Cigna (CI) and Anthem (ANTM)  traded slightly lower after the companies called off a proposed merger. Cigna terminated the merger agreement and has asked Anthem to pay a $1.85 billion reverse termination fee. Cigna is requesting an additional $13 billion in damages.

Yahoo! (YHOO)  rose 1.2% on reports Verizon (VZ) had reached a revised deal to acquire the Internet company. Verizon is reportedly close to making the new deal public. The companies are close to agreeing to a $250 million reduction to Verizon's original offer of $4.8 billion for Yahoo's core Internet business, according to Bloomberg.

Fortress Investment Group (FIG) rocketed 28.5% higher after SoftBank Group agreed to buy the asset manager in a deal worth $3.3 billion. Fortress shareholders will receive $8.08 a share, a 39% premium to the closing price on Monday. 

Billionaire investor Warren Buffett increased his stake in Apple (AAPL)  during the fourth quarter. Buffett's Berkshire Hathaway (BRK.A) holding company reported owning 57.4 million shares of Apple as of Dec. 31, up from 15.2 million shares of the tech giant at the end of the third quarter. Berkshire Hathaway's stake is now worth about $7.74 billion. Apple shares closed Tuesday at a record for the second day in a row. The stock dipped slightly on Wednesday.

Apple is a holding in Jim Cramer's Action Alerts PLUS Charitable Trust Portfolio. Want to be alerted before Cramer and the AAP team buys or sells AAPL? Learn more now.

Berkshire Hathaway also added to all of its airline investments. At the end of 2016, Berkshire held 45.5 million shares of American (AAL) , 60 million shares of Delta (DAL) , 43.2 million shares of Southwest (LUV) and nearly 29 million shares of United Continental (UAL) .

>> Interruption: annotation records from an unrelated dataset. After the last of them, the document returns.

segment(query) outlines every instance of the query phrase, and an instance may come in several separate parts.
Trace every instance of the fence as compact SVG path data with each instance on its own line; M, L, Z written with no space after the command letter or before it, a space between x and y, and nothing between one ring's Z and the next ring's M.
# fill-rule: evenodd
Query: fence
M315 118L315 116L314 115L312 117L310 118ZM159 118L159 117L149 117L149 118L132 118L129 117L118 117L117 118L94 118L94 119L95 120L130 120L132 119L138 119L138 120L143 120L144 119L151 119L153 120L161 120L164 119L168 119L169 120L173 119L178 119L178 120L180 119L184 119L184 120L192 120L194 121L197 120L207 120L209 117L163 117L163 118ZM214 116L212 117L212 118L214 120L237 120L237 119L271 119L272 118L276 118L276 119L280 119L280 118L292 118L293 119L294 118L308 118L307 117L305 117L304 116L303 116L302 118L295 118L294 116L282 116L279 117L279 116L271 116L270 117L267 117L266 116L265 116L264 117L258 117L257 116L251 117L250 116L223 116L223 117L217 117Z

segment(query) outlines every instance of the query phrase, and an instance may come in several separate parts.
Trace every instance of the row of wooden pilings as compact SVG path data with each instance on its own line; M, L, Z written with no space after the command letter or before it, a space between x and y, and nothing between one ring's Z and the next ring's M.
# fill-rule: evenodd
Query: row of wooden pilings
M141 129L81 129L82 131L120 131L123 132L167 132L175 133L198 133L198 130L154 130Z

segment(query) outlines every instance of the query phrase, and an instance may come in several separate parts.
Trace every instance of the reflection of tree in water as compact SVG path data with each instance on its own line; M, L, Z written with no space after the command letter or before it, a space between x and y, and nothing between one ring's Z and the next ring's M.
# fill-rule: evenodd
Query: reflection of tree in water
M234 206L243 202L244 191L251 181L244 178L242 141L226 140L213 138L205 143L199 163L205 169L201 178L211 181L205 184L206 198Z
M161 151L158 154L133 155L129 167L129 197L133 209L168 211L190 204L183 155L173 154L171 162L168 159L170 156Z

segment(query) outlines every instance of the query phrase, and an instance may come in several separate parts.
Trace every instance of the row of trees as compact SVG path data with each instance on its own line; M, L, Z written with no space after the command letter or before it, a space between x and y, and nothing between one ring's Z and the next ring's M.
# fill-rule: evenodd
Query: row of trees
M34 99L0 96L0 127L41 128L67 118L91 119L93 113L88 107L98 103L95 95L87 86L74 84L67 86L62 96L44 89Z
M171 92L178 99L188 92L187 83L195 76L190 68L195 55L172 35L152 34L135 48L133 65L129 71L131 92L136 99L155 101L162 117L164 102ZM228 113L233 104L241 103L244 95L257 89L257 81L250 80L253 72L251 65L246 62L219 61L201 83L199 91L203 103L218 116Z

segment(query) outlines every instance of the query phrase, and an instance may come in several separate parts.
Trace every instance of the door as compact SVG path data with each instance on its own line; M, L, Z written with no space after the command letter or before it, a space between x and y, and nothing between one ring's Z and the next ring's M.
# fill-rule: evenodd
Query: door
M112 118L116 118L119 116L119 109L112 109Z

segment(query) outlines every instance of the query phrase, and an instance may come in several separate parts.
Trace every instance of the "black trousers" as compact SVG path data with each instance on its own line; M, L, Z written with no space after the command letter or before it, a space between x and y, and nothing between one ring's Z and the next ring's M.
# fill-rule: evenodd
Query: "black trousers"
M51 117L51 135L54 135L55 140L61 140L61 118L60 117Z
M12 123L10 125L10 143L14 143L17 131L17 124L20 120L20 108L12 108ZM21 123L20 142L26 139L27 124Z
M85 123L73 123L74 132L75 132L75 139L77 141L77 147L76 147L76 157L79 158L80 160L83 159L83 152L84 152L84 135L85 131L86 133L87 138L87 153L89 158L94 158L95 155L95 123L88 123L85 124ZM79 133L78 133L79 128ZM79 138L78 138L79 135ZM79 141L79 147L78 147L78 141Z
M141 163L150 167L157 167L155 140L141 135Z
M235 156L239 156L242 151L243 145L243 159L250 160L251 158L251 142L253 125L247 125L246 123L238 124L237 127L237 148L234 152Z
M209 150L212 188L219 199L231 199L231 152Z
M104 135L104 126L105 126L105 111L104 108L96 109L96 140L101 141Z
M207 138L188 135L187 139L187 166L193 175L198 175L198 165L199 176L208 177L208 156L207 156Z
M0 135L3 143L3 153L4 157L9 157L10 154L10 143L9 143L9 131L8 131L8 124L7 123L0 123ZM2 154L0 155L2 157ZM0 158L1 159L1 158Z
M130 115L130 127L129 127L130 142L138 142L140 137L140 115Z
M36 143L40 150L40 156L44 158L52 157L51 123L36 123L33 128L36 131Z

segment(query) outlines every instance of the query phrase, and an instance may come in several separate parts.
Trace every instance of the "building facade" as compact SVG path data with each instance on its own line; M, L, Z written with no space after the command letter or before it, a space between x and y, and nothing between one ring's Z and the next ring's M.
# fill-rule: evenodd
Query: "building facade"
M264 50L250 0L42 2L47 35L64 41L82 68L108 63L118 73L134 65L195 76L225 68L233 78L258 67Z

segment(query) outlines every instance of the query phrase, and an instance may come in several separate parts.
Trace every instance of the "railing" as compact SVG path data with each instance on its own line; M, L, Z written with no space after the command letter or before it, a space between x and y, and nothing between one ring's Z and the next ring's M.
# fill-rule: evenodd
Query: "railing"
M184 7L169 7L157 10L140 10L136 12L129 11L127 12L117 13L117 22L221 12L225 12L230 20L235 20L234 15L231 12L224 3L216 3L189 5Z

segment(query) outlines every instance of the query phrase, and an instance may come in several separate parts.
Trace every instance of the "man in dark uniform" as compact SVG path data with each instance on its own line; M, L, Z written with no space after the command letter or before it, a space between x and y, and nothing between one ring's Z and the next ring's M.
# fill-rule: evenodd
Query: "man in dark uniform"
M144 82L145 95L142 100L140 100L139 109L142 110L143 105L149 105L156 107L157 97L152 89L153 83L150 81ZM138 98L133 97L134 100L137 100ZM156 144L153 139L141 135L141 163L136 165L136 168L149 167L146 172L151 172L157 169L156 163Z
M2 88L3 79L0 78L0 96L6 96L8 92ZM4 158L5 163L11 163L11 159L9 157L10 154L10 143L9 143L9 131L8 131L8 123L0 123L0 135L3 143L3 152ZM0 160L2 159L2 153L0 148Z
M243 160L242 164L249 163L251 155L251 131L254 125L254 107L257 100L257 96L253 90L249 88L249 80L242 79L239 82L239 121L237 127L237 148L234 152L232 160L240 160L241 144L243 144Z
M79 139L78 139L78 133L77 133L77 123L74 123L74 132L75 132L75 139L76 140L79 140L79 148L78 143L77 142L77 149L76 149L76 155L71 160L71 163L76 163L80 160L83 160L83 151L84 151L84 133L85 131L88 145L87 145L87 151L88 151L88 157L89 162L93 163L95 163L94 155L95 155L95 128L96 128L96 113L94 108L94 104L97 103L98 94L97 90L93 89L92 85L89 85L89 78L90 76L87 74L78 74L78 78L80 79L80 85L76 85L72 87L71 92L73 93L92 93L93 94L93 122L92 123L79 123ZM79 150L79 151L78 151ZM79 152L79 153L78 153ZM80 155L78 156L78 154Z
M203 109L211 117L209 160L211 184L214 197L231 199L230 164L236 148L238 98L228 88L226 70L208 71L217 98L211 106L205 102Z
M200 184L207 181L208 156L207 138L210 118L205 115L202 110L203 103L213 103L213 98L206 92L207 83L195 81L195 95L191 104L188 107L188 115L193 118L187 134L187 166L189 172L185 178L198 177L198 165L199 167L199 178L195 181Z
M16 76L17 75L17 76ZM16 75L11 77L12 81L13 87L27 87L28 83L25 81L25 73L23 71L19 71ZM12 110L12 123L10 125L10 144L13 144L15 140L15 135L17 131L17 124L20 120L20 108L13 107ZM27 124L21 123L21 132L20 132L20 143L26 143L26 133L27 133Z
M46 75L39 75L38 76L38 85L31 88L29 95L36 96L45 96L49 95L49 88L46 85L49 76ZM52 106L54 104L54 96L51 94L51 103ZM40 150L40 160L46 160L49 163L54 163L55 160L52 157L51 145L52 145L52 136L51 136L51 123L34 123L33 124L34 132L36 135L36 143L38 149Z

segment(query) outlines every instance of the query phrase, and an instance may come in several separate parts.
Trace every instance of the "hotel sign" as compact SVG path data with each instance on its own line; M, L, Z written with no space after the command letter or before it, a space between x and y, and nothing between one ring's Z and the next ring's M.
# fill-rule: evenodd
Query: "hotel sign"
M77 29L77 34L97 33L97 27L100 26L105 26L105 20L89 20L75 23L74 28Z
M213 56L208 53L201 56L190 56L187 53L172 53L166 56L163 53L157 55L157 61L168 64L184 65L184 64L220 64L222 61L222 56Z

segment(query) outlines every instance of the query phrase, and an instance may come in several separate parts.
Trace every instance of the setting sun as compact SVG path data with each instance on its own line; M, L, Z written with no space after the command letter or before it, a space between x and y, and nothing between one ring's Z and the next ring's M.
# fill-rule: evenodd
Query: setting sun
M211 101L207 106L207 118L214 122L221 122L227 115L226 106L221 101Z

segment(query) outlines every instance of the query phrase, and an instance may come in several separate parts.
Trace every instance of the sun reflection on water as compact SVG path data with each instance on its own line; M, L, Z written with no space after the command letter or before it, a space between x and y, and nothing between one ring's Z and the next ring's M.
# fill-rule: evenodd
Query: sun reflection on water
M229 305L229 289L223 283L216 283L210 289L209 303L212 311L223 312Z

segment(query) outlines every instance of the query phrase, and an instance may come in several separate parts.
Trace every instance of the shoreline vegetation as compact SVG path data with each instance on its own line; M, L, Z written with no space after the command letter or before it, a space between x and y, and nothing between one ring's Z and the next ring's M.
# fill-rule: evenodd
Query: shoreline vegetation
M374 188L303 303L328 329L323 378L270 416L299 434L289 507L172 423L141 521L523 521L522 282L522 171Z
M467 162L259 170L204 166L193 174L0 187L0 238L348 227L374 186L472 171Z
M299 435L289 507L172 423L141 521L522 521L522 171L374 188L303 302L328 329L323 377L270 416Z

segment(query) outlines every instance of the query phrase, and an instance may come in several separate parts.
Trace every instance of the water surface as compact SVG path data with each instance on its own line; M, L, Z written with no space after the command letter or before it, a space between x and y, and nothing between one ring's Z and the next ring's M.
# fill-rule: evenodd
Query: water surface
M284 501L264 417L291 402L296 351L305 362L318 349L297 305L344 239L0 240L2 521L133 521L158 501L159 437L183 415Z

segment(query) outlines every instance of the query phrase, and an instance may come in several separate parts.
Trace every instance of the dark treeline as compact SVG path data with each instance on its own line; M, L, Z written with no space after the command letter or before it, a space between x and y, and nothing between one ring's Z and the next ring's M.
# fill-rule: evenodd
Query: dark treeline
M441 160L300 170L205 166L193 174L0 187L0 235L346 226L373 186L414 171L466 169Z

Fossil Group (FOSL) tanked 16% after a disappointing quarter ravaged by currency exchange woes. The accessories maker also guided for a weak full year and said "several factors will cause volatility," primarily foreign exchange and restructuring charges. Fossil said it anticipates full-year sales in a range of a 6.5% drop to breakeven and for adjusted earnings of $1 to $1.70 a share. Analysts anticipate full-year earnings of $1.73 a share. 

The weak quarter and guidance prompted Wells Fargo to downgrade Fossil to underperform from market perform. Analysts said they had concerns over the company's wearables business, particularly in light of weaker-than-expected sales in the fourth quarter. Sales weakness came in spite of "a much-hyped push in wearables (that was three years in the making)."

SodaStream (SODA) jumped 5% after a far better quarter than analysts expected. Earnings surged to 71 cents a share from 13 cents in the year-ago quarter, trouncing consensus of 36 cents. Revenue jumped 17% to $131.8 million and topped estimates of $125.5 million. The homemade seltzer company reported an 18% increase in sales in Western Europe and a 20% increase in the Americas. 

PepsiCo (PEP) was down 0.3% after topping analysts' estimates on its top- and bottom-lines over its recent quarter. Fourth-quarter earnings fell to 97 cents a share from $1.17 a share in the year-ago quarter, but came in at $1.20 a share when excluding one-time charges. Analysts anticipated adjusted earnings of $1.16. Sales rose by 5% to $19.52 billion, exceeding consensus of $4.7 billion. Frito-Lay North America sales increased 10%, while North America beverage sales rose 8%. Pepsi anticipates fiscal 2017 adjusted earnings of $5.09 a share, falling short of $5.16 consensus.